« Naza » : Le documentaire israélien qui dévoile le génocide à Gaza

Récompensé par un prix spécial lors de la Mostra de Venise, le documentaire Naza, signé par les cinéastes israéliens Yuval Abraham et Rachel Szor, raconte le génocide à Gaza. À travers 24 témoignages anonymes recueillis auprès de membres de l’armée et des services de renseignement, le film entend lever le voile sur les méthodes employées dans les opérations militaires israéliennes dans la bande de Gaza. Mais déjà ministre de la Culture réclame la déchéance de leur nationalité des deux journalistes israéliens, auteurs de ces révélations.
De tout temps, des dénonciations sont venues d’Israel pour se démarquer des pratiques cruelles et terroristes de l’armée d’occupation israélienne contre le Peuple palestinien. Cette fois, le déni de vérité érigé en communication par le gouvernement israélien sur les massacres prémédités contre les populations civiles est sorti du cœur de l’appareil militaire de l’armée qui se prétendait la plus «morale » du monde. Répéter le même mensonge pour en faire une vérité ne fonctionne pas toujours.

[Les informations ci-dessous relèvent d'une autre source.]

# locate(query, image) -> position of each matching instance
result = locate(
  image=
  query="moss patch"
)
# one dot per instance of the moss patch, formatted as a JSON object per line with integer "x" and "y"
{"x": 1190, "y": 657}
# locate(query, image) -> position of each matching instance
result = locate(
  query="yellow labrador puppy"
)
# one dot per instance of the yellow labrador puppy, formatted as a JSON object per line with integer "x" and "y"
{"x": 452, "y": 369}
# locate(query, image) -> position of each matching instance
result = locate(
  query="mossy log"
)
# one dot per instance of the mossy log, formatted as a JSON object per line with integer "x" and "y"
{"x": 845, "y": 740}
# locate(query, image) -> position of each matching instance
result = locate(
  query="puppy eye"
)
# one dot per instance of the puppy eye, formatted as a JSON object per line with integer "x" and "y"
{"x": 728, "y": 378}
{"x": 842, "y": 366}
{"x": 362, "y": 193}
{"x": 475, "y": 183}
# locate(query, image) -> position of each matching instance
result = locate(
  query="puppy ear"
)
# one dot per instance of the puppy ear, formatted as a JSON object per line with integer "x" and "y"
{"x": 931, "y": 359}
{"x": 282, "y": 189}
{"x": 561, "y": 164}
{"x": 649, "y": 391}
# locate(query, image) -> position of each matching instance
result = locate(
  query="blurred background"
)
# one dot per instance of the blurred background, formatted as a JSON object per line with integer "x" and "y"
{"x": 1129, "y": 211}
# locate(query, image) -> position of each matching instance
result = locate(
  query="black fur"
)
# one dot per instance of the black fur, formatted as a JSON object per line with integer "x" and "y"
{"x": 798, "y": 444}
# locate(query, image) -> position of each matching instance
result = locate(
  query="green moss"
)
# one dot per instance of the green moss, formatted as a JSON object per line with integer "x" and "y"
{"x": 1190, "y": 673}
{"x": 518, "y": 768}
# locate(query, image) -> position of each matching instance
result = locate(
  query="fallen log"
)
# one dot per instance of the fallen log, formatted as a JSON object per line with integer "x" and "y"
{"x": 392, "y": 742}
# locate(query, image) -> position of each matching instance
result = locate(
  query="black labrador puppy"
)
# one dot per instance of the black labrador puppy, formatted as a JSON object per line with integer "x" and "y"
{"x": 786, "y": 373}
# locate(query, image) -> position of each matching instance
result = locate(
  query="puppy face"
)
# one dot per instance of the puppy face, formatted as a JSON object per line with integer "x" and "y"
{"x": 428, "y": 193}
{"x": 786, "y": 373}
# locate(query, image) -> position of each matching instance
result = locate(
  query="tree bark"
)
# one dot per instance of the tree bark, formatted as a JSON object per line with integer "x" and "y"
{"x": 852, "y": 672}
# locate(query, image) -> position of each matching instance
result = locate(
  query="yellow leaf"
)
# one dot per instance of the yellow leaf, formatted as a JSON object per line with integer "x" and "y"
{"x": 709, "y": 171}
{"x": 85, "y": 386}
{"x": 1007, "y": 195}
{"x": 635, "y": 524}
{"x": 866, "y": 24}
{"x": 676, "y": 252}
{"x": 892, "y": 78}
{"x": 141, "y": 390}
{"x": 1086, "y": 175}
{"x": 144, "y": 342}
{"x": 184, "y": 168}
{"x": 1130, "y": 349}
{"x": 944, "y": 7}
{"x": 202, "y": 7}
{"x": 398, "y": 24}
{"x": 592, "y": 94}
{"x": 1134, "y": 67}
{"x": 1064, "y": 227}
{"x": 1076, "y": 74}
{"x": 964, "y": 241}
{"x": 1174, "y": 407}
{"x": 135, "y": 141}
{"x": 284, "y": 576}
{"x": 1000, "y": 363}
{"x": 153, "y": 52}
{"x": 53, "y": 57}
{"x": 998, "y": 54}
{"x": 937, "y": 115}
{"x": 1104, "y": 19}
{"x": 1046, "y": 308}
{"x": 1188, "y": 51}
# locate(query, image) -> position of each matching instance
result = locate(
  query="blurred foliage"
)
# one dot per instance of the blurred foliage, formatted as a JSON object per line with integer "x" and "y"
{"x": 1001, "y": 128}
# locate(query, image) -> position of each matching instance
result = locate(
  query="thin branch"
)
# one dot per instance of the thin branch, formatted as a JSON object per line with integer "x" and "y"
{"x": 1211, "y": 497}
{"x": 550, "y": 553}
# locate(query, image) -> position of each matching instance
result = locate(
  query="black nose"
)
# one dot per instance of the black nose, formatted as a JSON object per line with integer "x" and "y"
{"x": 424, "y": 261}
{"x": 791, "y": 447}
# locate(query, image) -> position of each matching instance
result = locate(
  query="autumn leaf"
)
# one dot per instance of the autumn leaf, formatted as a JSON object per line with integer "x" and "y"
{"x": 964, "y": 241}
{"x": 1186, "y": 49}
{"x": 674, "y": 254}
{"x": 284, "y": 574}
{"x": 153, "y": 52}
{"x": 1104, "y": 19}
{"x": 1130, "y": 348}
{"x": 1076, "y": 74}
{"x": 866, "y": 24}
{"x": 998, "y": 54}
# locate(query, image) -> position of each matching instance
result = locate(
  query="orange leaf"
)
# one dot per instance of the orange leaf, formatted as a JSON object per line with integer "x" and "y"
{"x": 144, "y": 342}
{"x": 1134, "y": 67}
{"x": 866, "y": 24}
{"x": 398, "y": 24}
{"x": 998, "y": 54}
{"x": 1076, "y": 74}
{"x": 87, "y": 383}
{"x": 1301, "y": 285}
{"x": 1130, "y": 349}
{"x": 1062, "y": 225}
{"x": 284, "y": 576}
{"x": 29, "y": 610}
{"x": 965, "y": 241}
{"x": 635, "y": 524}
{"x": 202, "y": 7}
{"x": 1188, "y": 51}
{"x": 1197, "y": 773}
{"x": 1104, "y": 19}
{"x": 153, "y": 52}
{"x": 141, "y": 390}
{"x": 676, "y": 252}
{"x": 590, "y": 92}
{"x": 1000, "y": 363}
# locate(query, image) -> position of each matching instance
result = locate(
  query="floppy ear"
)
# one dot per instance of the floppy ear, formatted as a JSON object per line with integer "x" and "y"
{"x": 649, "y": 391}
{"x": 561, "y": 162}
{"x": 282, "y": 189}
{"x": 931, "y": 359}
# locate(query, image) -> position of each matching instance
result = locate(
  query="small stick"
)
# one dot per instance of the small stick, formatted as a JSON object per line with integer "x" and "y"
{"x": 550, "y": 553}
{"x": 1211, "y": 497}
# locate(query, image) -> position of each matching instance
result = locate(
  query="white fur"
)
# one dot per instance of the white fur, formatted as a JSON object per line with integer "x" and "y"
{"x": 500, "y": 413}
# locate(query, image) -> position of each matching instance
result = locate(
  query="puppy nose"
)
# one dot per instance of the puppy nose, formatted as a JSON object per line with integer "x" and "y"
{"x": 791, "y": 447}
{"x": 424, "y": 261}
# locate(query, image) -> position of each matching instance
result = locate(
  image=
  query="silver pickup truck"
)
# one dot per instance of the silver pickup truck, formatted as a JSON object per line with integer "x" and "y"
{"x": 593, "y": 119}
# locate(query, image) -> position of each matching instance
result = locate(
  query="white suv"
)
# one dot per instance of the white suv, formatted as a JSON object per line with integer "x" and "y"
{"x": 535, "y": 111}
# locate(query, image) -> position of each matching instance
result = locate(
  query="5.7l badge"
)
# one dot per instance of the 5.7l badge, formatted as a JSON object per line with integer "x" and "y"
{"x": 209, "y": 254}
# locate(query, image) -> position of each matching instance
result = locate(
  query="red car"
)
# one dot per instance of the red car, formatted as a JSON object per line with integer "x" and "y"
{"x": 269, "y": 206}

Yuval Abraham, journaliste d’investigation de 31 ans et Rachel Szor, ne font pourtant que relayer des témoignages de soldats israéliens «contraints » de faire le sale boulot que leurs chefs et notamment le gouvernement B.Netanyahu leur demandait : tirer sur tout ce qui bouge. Les images de dévastations de l’enclave palestinienne, noyée, au lendemain du 7 octobre 2023, par deux fois plus de bombes que ne l’a été Hiroshima et Nagasaki, procèdent de la détermination aveugle d’un génocide programmé.
Avec Nazi –pardon Naza- les témoignages produits par les deux réalisateurs israéliens montrent encore profondément la déshumanisation des palestiniens, devenus de simples cibles d’entrainement, dans le cadre des opérations militaires israéliennes à Gaza où IDF l’emporte par un arsenal directement sorti des casernes de plusieurs gouvernements européens.
On apprend à travers les dires des soldats israéliens, que IDF a recours à l’intelligence artificielle dans la préparation des opérations pour viser grands parmi les NAZA (dommages collatéraux). Ainsi pour tuer 1 palestinien suspecté de résistance, IDF aurait sacrifié plus de 500 personnes indistinctement dont des enfants, des femmes et des vieillards.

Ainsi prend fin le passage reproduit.